When nap time finally arrives, you realize that you absolutely have to get a nap yourself to be able to muscle through the rest of the day, thereby forgoing your first chance at working on your masterpiece. That’s okay, there’s still the afternoon nap, you tell yourself.
When afternoon nap time hits, you’ve been emptied. Emptied of energy, intelligent thoughts, and discipline to prioritize something as frivolous as writing when there’s so much else to be done (i.e. the aforementioned piles). When I do muster up the energy to actually sit at my husband’s desk with my laptop, I just stare at the blank screen and think…nothing. I have nothing. Nothing to say. Nothing to give. I’ve given it all away. And nothing is filling me back up.
So inevitably, I find myself doing more logical, responsible things like reading through the 2,276 reviews on iPhone protection screens or researching how much it will cost to replace the lazy Suzan shelf that broke and smashed my very pungent balsamic vinaigrette inside said lazy Suzan.

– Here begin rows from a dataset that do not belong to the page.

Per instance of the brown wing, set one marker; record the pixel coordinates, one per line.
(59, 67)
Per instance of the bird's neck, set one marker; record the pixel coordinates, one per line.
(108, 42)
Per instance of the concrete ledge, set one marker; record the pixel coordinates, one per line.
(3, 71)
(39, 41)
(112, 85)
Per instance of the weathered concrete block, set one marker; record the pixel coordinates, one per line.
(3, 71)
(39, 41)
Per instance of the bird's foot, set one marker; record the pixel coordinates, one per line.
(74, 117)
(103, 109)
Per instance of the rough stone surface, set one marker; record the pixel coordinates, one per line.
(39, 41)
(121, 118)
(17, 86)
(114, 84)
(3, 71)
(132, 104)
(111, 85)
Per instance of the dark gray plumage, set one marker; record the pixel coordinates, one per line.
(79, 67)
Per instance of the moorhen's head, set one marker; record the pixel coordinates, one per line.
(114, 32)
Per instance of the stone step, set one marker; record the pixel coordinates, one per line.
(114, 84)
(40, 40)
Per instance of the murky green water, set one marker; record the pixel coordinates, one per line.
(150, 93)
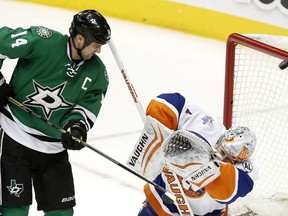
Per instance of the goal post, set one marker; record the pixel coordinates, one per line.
(256, 96)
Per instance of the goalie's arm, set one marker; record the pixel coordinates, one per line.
(234, 181)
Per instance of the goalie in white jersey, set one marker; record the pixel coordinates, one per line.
(204, 180)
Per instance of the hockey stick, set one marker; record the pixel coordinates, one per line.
(167, 195)
(127, 80)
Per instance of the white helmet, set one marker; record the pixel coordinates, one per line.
(238, 143)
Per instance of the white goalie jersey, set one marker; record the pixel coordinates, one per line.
(172, 112)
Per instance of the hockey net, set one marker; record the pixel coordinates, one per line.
(256, 95)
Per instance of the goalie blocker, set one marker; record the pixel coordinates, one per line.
(185, 153)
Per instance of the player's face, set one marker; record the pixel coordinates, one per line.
(90, 50)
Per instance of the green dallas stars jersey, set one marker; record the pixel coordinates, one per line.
(46, 80)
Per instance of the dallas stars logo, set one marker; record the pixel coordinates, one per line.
(49, 99)
(15, 188)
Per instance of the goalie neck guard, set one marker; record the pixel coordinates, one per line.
(185, 152)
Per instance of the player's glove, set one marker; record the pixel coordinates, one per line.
(5, 91)
(77, 130)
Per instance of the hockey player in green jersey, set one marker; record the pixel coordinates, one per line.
(61, 79)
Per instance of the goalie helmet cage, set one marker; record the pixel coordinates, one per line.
(256, 96)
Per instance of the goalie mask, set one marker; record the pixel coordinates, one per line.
(185, 152)
(238, 143)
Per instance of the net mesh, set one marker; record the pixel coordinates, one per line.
(260, 102)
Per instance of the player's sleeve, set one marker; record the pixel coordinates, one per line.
(235, 181)
(154, 197)
(166, 108)
(16, 43)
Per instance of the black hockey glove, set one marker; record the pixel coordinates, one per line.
(5, 91)
(77, 130)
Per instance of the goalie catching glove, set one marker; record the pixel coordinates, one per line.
(74, 129)
(191, 157)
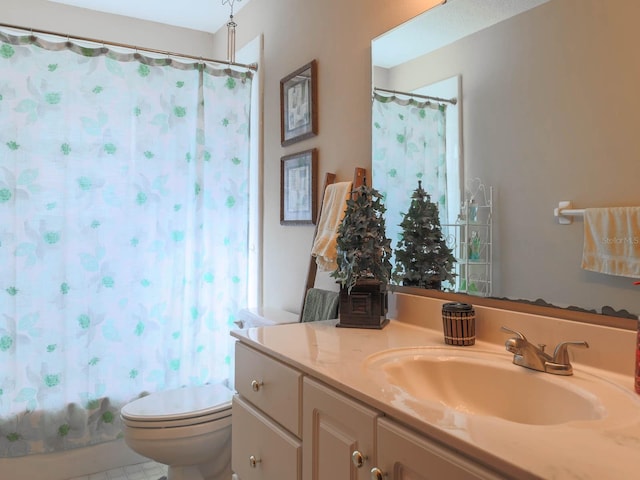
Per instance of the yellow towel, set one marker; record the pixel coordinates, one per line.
(334, 205)
(612, 241)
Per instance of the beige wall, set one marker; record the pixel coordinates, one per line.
(551, 112)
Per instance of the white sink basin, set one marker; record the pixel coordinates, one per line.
(489, 384)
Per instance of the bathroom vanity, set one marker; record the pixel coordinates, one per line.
(319, 402)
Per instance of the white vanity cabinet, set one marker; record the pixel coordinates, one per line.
(289, 426)
(405, 455)
(266, 418)
(338, 435)
(346, 440)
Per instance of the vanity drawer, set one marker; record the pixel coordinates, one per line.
(269, 385)
(261, 448)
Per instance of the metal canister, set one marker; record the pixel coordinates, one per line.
(459, 323)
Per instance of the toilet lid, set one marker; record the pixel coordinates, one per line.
(182, 406)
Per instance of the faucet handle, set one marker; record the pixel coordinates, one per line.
(561, 355)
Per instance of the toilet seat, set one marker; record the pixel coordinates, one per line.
(179, 408)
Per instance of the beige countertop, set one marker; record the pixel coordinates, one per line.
(341, 357)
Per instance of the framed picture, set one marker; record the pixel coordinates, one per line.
(299, 105)
(298, 192)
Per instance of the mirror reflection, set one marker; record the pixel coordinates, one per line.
(548, 104)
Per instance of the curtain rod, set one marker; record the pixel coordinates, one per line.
(251, 66)
(452, 101)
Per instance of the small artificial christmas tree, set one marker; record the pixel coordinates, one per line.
(423, 258)
(364, 251)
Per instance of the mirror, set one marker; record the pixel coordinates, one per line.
(549, 110)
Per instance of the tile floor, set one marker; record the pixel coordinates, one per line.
(142, 471)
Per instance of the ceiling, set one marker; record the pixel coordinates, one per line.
(204, 15)
(441, 26)
(438, 27)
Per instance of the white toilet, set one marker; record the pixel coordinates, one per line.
(188, 429)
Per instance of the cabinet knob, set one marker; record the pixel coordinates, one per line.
(256, 385)
(358, 458)
(377, 474)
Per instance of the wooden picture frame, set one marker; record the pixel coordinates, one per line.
(299, 104)
(298, 189)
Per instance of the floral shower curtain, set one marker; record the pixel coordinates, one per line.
(409, 144)
(124, 221)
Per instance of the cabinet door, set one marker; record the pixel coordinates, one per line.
(270, 385)
(335, 430)
(404, 455)
(262, 450)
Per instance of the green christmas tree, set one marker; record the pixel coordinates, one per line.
(423, 258)
(363, 249)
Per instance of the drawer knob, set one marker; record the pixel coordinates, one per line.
(358, 458)
(376, 474)
(256, 385)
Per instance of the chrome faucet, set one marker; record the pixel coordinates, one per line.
(534, 357)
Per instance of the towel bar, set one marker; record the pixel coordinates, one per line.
(564, 212)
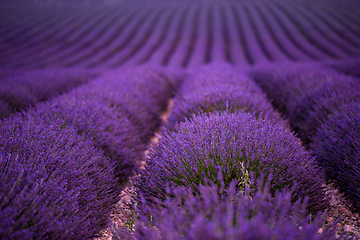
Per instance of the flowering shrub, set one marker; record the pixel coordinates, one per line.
(337, 148)
(54, 184)
(211, 99)
(307, 114)
(233, 145)
(5, 109)
(227, 214)
(349, 66)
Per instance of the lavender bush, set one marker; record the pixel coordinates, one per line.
(348, 66)
(54, 184)
(337, 146)
(211, 99)
(286, 83)
(218, 88)
(233, 145)
(227, 214)
(119, 112)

The closest I’m able to get to my masterpiece is listening to others who are in the midst of creating theirs. Podcasts, audiobooks, masterclasses featuring Mom Bosses and creative world-beaters. They love to tell me how other women are out there writing novels, starting their own clothing lines or nutritionist businesses — and they’re all doing it with everything I have on my plate and more!

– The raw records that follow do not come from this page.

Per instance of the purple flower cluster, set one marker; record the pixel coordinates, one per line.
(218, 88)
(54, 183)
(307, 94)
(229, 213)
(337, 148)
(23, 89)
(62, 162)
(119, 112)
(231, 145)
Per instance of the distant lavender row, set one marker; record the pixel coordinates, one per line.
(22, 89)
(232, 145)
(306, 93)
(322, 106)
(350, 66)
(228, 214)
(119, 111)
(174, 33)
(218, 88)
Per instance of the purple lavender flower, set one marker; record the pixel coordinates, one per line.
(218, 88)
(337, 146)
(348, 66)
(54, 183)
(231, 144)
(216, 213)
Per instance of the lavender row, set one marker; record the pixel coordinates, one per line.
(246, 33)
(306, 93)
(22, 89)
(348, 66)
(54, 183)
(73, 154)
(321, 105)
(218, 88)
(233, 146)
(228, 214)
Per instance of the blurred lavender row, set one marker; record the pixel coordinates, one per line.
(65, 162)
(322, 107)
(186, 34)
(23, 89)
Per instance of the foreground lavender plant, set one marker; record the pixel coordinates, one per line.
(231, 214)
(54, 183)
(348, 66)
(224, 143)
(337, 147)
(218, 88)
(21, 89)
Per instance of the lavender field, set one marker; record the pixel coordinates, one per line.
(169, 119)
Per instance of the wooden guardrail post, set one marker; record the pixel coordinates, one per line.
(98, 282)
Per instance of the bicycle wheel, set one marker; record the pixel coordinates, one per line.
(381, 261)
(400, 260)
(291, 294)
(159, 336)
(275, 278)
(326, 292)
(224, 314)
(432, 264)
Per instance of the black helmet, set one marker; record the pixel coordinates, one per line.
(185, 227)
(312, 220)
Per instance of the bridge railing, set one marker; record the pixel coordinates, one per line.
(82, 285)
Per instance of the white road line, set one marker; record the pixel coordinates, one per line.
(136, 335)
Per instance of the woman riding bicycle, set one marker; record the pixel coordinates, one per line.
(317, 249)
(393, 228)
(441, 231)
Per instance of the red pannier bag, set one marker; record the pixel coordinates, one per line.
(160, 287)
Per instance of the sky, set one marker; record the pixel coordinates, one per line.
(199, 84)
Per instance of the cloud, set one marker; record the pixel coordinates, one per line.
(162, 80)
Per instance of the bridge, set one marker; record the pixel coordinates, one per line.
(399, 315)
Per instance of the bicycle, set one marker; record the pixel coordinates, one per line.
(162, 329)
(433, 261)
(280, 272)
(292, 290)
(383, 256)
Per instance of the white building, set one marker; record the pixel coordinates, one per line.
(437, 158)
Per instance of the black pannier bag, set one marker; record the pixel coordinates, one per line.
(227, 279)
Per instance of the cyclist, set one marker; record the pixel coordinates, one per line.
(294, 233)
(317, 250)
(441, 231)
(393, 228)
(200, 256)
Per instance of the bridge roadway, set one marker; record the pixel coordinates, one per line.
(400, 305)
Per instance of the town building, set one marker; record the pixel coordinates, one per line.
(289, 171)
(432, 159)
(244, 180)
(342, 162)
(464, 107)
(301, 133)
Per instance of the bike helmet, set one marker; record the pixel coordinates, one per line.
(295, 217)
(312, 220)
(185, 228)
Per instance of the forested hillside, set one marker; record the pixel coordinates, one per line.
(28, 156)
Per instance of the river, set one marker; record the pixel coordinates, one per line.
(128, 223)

Maybe if I just listen to enough of these go-getters instead of actually doing the work myself, their creative powers will rub off on me and I, too, will create something or found something or speak about creating or founding something brilliant. Yeah. That’s what I’ll do. I’ll just wait until brilliance comes to me. In the meantime, I better get back to the piles.

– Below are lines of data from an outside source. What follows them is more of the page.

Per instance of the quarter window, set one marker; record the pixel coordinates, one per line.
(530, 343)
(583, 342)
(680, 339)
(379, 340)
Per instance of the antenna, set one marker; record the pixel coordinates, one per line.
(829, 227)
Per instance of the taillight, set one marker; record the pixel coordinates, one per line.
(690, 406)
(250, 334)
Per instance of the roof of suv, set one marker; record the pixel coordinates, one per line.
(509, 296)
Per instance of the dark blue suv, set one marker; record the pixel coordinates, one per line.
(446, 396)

p.s. If you would like to make healthy paleo pancakes for your ungrateful children, I have left the recipe below. It's a staple in my chaotic home. Unless, of course, I burn them. You're welcome.
Paleo Banana Pancakes – Easy, Kid-Friendly (Depending on your kid), and Filling
- 1 banana
- 1 egg
- 1 egg white
- Pinch of salt
- 1 tsp. Cooking oil (Ghee, Olive Oil, Coconut Oil)
- Preheat non-stick pan on stovetop at medium heat
- Mash banana until it's a banana paste, with little to no lumps
- Add mashed banana, egg, and egg white to bowl and whisk
- Add in pinch of salt
- Add ghee or olive oil to pan
- Spoon dollops of banana/egg mixture onto pan one by one, making silver dollar-sized pancakes around the circumference of the pan
- Lower the heat to medium-low and keep an eye on the pancakes so they don't burn. I would estimate about 3-4 minutes per side but that depends on your stove and your pan. The best way to check if they're ready is to attempt to flip them over with a spatula. If they hold together, they're ready. If they are still too gooey and fall apart in your attempt, they are not ready.
- Let cook on flip side for another 3-4 minutes on low. They should be golden brown on each side when they're done. It may take a couple of flips back and forth to get them there.
- Optional: If you're kids are being very good or you want to bribe good behavior in exchange for a special treat, add in dark chocolate chips after the second flip. Do NOT overdo this, otherwise it will no longer be special and will be expected, leading you to serve them chocolate chips every morning when you're original intention was to get them to eat a healthy hearty breakfast.